When Newman and Ward converted to Roman Catholicism in 1845, Manning became one of the acknowledged leaders of the High Church Movement. However, during that period he was most closely associated with Gladstone and James Hope (later Hope-Scott). Following a serious illness in the Spring of 1847, Manning made an extended trip to the continent, traveling through Belgium and Germany on his way to Italy. While in Rome he met with Newman and had two audiences with Pope Pius IX. The trip left him favorably impressed with the vitality of the Roman Catholic Church in Europe.

On his return to England, Manning found the Anglican Church in disarray and deeply divided over the appointment of Renn Dickson Hampden to the See of Hereford. He quickly assumed a leadership role in the movement to protest that appointment. Manning's name headed the lists of Anglican clergy in opposition which appeared in the newspapers. Following the Hampden controversy, and through the influence of his brother-in-law Samuel Wilberforce, Manning was offered the position of sub-almoner to Queen Victoria, an assignment recognized as a steppingstone to the episcopal bench. He respectfully refused the position.
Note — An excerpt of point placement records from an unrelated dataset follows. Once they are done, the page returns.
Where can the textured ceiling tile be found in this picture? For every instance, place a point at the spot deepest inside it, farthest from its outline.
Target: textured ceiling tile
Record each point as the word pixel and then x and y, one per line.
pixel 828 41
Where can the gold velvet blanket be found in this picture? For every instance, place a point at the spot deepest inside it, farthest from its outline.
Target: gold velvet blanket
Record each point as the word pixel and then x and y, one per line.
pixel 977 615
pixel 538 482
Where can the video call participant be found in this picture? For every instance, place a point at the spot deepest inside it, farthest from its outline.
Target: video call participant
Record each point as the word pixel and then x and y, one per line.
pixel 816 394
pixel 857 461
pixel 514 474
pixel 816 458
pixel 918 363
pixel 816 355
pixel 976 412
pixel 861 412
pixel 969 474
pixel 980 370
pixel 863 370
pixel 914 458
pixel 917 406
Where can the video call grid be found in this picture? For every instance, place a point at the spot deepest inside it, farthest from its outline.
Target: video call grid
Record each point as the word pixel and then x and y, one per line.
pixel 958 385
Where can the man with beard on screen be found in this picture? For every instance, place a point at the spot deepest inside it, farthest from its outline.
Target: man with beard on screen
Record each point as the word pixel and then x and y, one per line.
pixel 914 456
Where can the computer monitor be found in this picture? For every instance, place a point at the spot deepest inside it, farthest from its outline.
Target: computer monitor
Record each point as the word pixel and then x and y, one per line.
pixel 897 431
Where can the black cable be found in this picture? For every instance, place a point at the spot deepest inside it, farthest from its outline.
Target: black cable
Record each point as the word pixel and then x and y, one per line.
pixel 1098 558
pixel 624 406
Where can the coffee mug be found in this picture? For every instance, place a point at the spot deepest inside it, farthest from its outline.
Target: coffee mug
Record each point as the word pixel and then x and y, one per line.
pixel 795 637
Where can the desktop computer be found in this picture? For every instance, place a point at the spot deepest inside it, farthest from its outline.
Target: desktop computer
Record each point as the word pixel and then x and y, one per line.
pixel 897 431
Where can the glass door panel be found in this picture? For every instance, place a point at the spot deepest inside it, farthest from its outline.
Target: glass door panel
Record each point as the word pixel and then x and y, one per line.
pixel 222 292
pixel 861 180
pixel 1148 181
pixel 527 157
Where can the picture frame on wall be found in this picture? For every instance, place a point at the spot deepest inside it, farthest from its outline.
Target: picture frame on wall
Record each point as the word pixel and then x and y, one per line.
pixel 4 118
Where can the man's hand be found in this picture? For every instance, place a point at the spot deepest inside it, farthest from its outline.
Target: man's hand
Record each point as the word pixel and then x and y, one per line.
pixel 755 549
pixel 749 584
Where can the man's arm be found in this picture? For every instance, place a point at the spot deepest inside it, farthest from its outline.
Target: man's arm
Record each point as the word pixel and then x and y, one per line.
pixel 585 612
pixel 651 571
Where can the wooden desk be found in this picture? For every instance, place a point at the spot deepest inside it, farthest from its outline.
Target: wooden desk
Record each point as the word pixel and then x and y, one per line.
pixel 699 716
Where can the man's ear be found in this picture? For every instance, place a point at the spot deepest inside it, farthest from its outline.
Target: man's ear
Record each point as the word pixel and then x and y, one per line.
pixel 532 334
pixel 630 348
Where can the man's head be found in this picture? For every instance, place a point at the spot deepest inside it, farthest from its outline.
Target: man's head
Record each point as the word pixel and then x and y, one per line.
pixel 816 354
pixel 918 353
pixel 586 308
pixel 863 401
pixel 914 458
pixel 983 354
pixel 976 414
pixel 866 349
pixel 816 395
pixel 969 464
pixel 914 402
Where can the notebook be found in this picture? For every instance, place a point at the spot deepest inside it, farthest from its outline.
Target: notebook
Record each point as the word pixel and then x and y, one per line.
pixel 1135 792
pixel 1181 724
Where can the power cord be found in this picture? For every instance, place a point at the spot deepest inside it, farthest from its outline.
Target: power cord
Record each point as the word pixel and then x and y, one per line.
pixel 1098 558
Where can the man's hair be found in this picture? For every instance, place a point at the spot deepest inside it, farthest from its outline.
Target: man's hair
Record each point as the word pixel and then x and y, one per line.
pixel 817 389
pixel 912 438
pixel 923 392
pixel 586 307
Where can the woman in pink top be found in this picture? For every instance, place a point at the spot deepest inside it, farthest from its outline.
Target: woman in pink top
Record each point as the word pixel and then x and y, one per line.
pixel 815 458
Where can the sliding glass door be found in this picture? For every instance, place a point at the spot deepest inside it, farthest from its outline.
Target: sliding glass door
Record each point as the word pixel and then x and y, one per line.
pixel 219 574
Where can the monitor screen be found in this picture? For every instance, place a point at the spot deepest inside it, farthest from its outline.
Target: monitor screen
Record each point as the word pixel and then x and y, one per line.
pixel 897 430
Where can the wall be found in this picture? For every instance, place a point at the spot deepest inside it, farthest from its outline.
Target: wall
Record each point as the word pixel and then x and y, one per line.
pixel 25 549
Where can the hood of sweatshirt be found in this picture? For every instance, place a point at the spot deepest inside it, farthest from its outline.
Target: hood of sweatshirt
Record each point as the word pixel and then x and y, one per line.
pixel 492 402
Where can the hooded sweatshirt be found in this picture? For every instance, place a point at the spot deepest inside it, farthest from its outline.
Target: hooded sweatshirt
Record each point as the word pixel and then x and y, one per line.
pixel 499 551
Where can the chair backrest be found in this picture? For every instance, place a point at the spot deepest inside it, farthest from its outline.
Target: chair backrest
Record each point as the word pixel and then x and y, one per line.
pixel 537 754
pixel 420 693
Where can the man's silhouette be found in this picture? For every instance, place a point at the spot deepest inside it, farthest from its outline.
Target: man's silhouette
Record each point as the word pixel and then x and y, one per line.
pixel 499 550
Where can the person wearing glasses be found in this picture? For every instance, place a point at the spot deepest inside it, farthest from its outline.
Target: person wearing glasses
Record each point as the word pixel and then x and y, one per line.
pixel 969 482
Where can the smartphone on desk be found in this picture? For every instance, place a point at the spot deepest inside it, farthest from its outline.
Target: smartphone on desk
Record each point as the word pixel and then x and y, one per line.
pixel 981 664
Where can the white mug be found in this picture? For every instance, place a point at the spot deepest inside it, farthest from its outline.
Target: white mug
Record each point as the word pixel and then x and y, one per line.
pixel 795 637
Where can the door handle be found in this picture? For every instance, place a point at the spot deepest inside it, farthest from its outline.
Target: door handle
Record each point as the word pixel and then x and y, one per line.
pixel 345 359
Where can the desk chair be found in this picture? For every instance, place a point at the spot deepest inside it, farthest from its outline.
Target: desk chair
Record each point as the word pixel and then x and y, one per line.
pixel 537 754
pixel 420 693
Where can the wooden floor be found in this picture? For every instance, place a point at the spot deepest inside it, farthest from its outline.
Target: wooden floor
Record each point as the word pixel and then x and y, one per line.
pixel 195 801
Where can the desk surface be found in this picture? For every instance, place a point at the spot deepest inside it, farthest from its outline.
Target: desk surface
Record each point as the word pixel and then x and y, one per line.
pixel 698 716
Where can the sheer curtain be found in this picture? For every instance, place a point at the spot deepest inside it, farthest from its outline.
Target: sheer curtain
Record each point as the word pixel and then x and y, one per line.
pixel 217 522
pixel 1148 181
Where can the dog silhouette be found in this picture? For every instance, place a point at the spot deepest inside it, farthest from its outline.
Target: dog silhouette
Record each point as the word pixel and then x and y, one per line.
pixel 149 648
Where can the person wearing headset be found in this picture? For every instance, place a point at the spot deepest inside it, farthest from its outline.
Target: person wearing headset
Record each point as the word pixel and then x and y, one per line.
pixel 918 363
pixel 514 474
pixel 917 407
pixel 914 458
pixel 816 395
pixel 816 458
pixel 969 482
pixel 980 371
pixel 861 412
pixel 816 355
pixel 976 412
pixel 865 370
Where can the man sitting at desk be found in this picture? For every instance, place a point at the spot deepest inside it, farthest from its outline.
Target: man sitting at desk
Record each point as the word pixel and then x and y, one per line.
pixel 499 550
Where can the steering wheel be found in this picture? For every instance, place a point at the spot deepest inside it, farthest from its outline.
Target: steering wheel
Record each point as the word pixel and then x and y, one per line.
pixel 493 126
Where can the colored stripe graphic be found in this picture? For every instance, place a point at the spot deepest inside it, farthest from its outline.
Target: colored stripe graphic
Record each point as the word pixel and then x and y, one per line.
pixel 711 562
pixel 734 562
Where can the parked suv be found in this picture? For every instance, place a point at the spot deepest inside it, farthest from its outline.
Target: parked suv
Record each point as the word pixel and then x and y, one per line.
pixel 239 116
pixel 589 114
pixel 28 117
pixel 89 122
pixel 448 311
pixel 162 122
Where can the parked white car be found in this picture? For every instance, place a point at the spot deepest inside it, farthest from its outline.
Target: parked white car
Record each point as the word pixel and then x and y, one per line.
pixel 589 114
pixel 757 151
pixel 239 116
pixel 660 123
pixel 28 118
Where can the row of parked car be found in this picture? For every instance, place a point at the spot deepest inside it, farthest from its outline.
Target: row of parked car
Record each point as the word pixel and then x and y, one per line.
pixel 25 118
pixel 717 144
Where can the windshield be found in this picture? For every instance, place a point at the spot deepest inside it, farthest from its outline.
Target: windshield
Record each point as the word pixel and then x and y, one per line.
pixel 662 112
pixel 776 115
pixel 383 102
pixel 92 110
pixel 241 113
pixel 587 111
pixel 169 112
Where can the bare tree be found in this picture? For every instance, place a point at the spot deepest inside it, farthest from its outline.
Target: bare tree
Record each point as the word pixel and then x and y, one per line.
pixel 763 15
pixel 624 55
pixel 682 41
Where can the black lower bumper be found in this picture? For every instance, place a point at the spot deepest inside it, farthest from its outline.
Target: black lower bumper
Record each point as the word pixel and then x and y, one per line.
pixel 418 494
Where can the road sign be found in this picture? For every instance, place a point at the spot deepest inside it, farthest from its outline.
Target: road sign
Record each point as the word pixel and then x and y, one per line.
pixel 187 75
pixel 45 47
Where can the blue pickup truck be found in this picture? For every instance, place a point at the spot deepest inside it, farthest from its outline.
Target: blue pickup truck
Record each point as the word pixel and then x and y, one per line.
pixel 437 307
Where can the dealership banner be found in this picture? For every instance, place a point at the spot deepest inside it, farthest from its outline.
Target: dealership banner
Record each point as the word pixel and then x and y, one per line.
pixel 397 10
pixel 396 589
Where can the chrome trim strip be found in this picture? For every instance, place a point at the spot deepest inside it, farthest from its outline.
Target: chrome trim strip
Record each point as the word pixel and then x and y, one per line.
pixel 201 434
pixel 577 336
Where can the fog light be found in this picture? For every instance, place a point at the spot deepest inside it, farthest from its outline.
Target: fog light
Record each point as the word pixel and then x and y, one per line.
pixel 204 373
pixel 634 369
On March 8, 1850, the Gorham Judgment, handed down by the judicial committee of the privy council, ordered the Bishop of Exeter to install George C. Gorham in the livings at Brampford Speke. The judgment was issued despite the Bishop's concerns about Gorham, a Calvinist theologian, and his views on Baptismal regeneration. Manning saw this as a clear case of governmental interference in a wholly spiritual matter. He saw the issue as vital to the church, and worked vigorously to have the judgment over turned. After failing to have the judgment overturned he attempted to resolve the issue through legislation.